Französische Meister in Berlin Care-Paket für Kunsthungrige

Die Berliner Neue Nationalgalerie hat ein Luftpostpaket der besonderen Art erhalten. Der Absender: das Metropolitan Museum in New York. Der Inhalt: die Highlights der französischen Malerei des 19. Jahrhunderts. Die Erwartung: Eine Ausstellung der Superlative.
Von Nicole Büsing und Heiko Klaas

Schöne Franzosen werden von den meisten Berlinern eigentlich eher kritisch beäugt. Allzu übertriebene Eleganz wird in der nicht immer hundertprozentig stilsicheren deutschen Hauptstadt nämlich seit jeher weniger geschätzt als in anderen Weltmetropolen.

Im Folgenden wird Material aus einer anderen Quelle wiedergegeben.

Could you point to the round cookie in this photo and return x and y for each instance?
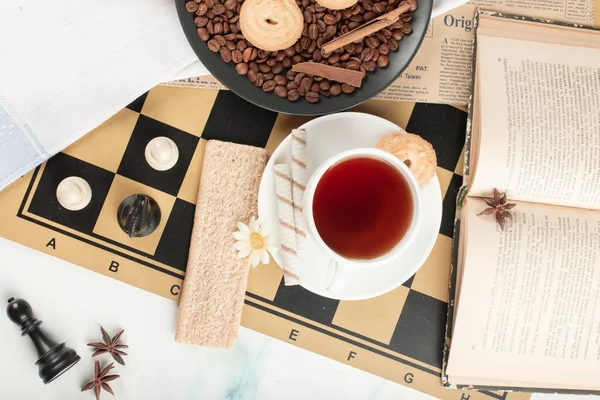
(271, 25)
(417, 153)
(337, 4)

Mit den Franzosen, die jetzt an die Spree gereist sind, dürften sich jedoch auch die Berliner anfreunden, schließlich bestehen die nur aus Farbe und sind auf Leinwände gemalt.

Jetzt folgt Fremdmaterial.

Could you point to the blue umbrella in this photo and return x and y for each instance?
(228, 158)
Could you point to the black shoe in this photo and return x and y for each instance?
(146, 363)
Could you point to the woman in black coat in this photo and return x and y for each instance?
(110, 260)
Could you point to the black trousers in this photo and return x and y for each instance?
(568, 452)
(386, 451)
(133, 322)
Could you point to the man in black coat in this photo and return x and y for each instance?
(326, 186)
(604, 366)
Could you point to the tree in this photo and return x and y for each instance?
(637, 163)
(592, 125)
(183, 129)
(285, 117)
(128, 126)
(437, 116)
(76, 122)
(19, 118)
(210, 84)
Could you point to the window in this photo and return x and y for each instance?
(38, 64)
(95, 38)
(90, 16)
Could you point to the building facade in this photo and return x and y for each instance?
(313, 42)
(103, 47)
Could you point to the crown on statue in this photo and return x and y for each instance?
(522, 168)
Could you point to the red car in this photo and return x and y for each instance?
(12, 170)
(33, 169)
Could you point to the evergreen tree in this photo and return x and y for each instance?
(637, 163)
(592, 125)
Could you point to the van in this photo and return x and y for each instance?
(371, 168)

"Die schönsten Franzosen kommen aus New York" - so lautet das Motto der Mega-Ausstellung, die in diesem an Großereignissen wahrlich nicht armen Kunstsommer der gehypten Gegenwartskunst, wie sie in Venedig, Basel, Kassel und Münster gezeigt wird, eine solide Auswahl gut abgehangener französischer Malerei aus dem 19. Jahrhundert entgegen setzt. Die Werbetrommel wird für diese Schau seit Monaten gerührt, schließlich gilt es, anzuknüpfen an die legendäre MoMA-Schau, die im Sommer 2004 nicht weniger als 1,2 Millionen Besucher angelockt hat und den Freunden der Nationalgalerie ein sattes Plus von 6,5 Millionen Euro bescherte.

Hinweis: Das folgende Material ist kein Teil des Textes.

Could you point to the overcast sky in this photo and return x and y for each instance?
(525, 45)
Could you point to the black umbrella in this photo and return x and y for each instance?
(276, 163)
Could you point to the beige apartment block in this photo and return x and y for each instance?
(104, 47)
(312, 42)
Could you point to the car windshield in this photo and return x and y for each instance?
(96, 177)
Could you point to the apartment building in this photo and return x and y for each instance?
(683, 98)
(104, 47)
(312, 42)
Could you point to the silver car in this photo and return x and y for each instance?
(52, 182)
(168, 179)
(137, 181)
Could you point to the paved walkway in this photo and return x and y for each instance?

Das New Yorker Metropolitan Museum, immerhin eines der fünf wichtigsten Museen der Welt, baut zurzeit um und vergrößert seine Ausstellungsfläche um weitere 3000 Quadratmeter. Da die "schönen Franzosen" da nur im Wege gestanden hätten, lag es durchaus nahe, diese auf eine sommerliche Reise nach Berlin zu schicken. Schließlich war es Hugo von Tschudi, der, 1896 gerade zum Direktor der Nationalgalerie gekürt, als erster Museumsdirektor weltweit mit der Unterstützung privater Mäzene und Förderer Gemälde von Édouard Manet, Edgar Degas und Paul Cézanne erwarb. Seine französischen Kollegen waren damals etwas zögerlicher.

Unbekleidete Schöne

Was erwartet den Besucher, nachdem er einen Multimediatunnel passiert hat, der ihm das Jahrhundert der Industrialisierung, der bahnbrechenden Erfindungen und des aufstrebenden Bürgertums näher gebracht hat? Rund 140 Kunstwerke geben einen tiefschürfenden Einblick in die bürgerliche französische Gesellschaft des 19. Jahrhunderts und die Blütezeit einer experimentierfreudigen Malerei, die sich permanent neu erfand und so die Entwicklung der künstlerischen Moderne im 20. Jahrhundert entscheidend vorbereitete.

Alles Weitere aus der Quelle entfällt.